Hay una tendencia mundial a la verticalidad el poder, a concentrarlo en muy pocas manos y a alejarse de sus representantes inmediatos. Los presidentes, así fortalecidos, se dejan ganar por la idea de un continuismo ilimitado en el ejercicio del cargo, varios de ellos alentados, también, por las corporaciones patronales y por las entidades financieras internacionales, una vez que han demostrado lealtad irrestricta a los programas de ajuste. Esas tendencias son más nocivas cuando el gobernante actúa con sentido patrimonial del poder delegado por el pueblo, como si fuera propiedad privada, y dispone de él por encima de todos los poderes y controles institucionales.
Si a eso se agregan las colectas financieras para la actividad política que se consiguen de donaciones privadas sin control ni conocimiento públicos, es obvio que la posibilidad de la corrupción estructural –esto es, fijar el soborno, el tráfico de influencias como condición necesaria para realizar negocios– queda abierta para todos los que buscan el enriquecimiento ilícito pero rápido y generoso. La red de corrupción es autoprotectiva, para garantizarles a sus miembros que el delito no será sometido a castigo. La impunidad se convierte en moneda de cambio para conseguir lealtades facciosas o, si se prefiere, mafiosas. Es un fenómeno de alcance internacional, que el mexicano Carlos Fuentes llamó “megacorrupción global que confronta a los gobiernos y a las instituciones internacionales con agendas al margen de la ley y nuevas estructuras de poder impunes, que acabarán por crear una crisis mundial de seguridad”.
Harta de la impunidad, buena parte de la ciudadanía empezó a buscar nuevos rumbos. Que esto es así, y no un accidente pasajero, lo prueba la aparición del Frepaso, su crecimiento electoral y el impulso que recibieron sus dirigentes y los de la UCR para la formar la Alianza opositora al menemismo, a fin de romperle el invicto electoral, lo que se consiguió en octubre de 1987, ocho años después que el mercado expulsó a la administración alfonsinista.
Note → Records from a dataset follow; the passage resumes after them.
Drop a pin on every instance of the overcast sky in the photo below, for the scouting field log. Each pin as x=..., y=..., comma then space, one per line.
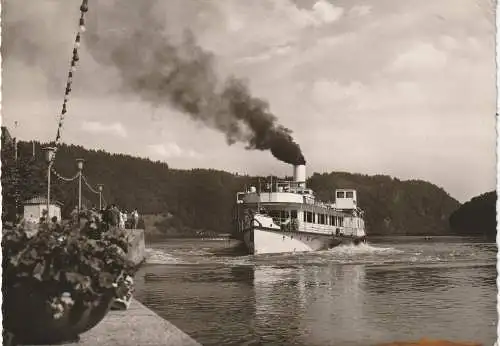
x=398, y=87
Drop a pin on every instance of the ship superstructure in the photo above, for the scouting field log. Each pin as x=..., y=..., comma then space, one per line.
x=285, y=216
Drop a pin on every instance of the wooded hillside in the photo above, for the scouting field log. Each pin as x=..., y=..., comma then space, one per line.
x=477, y=216
x=183, y=202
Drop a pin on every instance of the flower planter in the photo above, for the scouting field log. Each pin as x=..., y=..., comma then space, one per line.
x=30, y=318
x=59, y=283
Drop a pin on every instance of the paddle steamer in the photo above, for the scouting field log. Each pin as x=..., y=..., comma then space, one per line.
x=285, y=216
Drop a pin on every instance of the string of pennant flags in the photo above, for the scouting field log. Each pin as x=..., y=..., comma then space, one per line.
x=88, y=185
x=69, y=82
x=74, y=61
x=53, y=171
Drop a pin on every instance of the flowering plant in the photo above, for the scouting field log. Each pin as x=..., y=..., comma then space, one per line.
x=80, y=261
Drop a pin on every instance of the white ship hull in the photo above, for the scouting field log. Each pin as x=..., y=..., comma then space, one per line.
x=267, y=241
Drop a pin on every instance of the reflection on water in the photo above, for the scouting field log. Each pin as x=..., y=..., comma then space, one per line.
x=346, y=296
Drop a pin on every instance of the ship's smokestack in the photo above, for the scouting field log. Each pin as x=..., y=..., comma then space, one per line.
x=299, y=174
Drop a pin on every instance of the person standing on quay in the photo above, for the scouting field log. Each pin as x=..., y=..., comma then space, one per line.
x=135, y=218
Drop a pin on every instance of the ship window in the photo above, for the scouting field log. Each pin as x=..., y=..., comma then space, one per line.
x=275, y=213
x=309, y=216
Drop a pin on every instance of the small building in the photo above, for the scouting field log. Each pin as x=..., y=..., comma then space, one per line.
x=34, y=207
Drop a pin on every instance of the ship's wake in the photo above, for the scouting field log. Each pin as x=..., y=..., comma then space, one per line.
x=363, y=249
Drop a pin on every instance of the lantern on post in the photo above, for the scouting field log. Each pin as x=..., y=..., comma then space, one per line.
x=100, y=187
x=79, y=165
x=49, y=158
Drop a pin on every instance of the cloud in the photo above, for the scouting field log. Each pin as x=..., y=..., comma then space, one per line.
x=267, y=54
x=361, y=10
x=171, y=150
x=326, y=91
x=322, y=12
x=420, y=55
x=95, y=127
x=325, y=12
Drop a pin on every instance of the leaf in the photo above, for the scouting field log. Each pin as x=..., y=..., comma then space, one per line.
x=75, y=278
x=38, y=271
x=106, y=280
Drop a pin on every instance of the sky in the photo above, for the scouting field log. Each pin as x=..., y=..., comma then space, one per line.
x=403, y=88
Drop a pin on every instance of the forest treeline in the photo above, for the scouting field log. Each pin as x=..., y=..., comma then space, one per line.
x=477, y=216
x=185, y=202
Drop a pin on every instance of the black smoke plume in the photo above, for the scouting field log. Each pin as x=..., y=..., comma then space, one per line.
x=182, y=75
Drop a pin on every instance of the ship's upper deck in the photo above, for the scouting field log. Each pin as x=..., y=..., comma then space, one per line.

En este caso, no es el mercado el que alentó la nueva formación, sino los ciudadanos de a pie. La sociedad civil, al margen de los partidos políticos y de otras formas tradicionales de organización, construye sus propios caminos de participación. Es un dato nuevo en este fin de milenio.
Así como la globalización económica se volvió un dato irreversible de la realidad mundial, esa misma trayectoria está presionando para crear nuevos organismos o instituciones que atiendan a la política, la cultura, la protección del medio ambiente, la procuración de Justicia, el respeto a las diversidades regionales, étnicas y culturales, el ejercicio de las libertades, el combate a la corrupción, el castigo al genocidio en todas sus formas, los límites a la especulación salvaje que destruye sin compasión los esfuerzos productivos de naciones y continentes enteros. Más rápido de lo que puede seguir la reflexión filosófica, los pueblos buscan rumbos inéditos para satisfacer las expectativas abiertas por la época y para disipar los miedos generados por esas mismas transformaciones. El poder, las maneras de integrarlo y de ejercerlo, está en cuestión.

* Resumen del texto que, con el mismo título, integra la obra colectiva Quince años de democracia, Ensayos sobre la nueva República, que lanzará al mercado la editorial Tesis-Norma en las próximas semanas con motivo del 15º aniversario de la refundación democrática.